Mehr Souveränität Altmaier will mehr Mikrochipfabriken für Deutschland

Autor / Redakteur: dpa-AFX / Peter Königsreuther

Der herrschende Rohstoffmangel betrifft leider auch die Belieferung mit Computerchips. Das soll nie wieder passieren. Deshalb soll die Chipproduktion in Deutschland kräftig angekurbelt werden.

Wirtschaftminister Peter Altmaier (links) spricht sich dafür aus, in Deutschland mehr Chipfabriken aus dem Boden zu stampfen. Deutschland respektive Europa sollen mit Blick auf den herrschenden Chipmangel technisch souveräner werden.
Wirtschaftminister Peter Altmaier (links) spricht sich dafür aus, in Deutschland mehr Chipfabriken aus dem Boden zu stampfen. Deutschland respektive Europa sollen mit Blick auf den herrschenden Chipmangel technisch souveräner werden.
(Bild: dpa)

Halbleiter-Lieferprobleme sind derzeit ein Dilemma, nicht nur für die Autobranche. Es kommt im Zuge dessen zu Schichtausfällen und Kurzarbeit. Wirtschaftsminister Peter Altmaier will aus diesen bekannten Gründen die Produktion von Mikrochips in Deutschland erhöhen. Mehr Fabriken sollen das schaffen. Deutschland soll damit in Zukunft technologische Souveränität genießen, sagte der CDU-Politiker gestern in Berlin, wie dpa berichtet. Europas Marktanteil an der weltweiten Chipproduktion soll so bis 2030 auf 20 Prozent angehoben und somit quasi verdoppelt werden.

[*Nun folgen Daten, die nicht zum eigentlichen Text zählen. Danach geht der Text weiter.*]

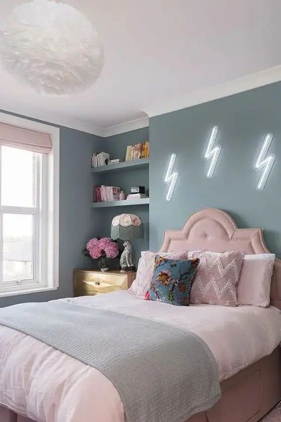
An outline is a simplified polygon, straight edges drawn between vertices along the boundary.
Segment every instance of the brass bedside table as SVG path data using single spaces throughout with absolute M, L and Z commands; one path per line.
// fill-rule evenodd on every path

Drei Milliarden Euro sollen den geplante Chipsegen bringen

Wegen der gleichzeitig stark steigenden weltweiten Produktion hieße das aber eine Verdrei- oder Vervierfachung der Produktion in Deutschland. Altmaier traf sich deshalb mit Vertretern von rund 50 Unternehmen der Mikroelektronikbranche. Viele davon, betonte der Minister, würden gerne investieren. Geplant ist ein zweites europäisches Großprojekt. Die Bundesregierung hat, wie Altmaier sagte, bisher rund drei Milliarden Euro an Fördermitteln im Haushaltsplan stehen. Wen nötig, könne der Betrag auch auf fünf bis zehn Milliarden Euro erhöht werden. Nach einem Papier des Wirtschaftsministeriums ist Mikroelektronik auch als „essenziell“ eingestuft für den Erfolg von 5G und 6G, Künstliche Intelligenz oder automatisiertes Fahren.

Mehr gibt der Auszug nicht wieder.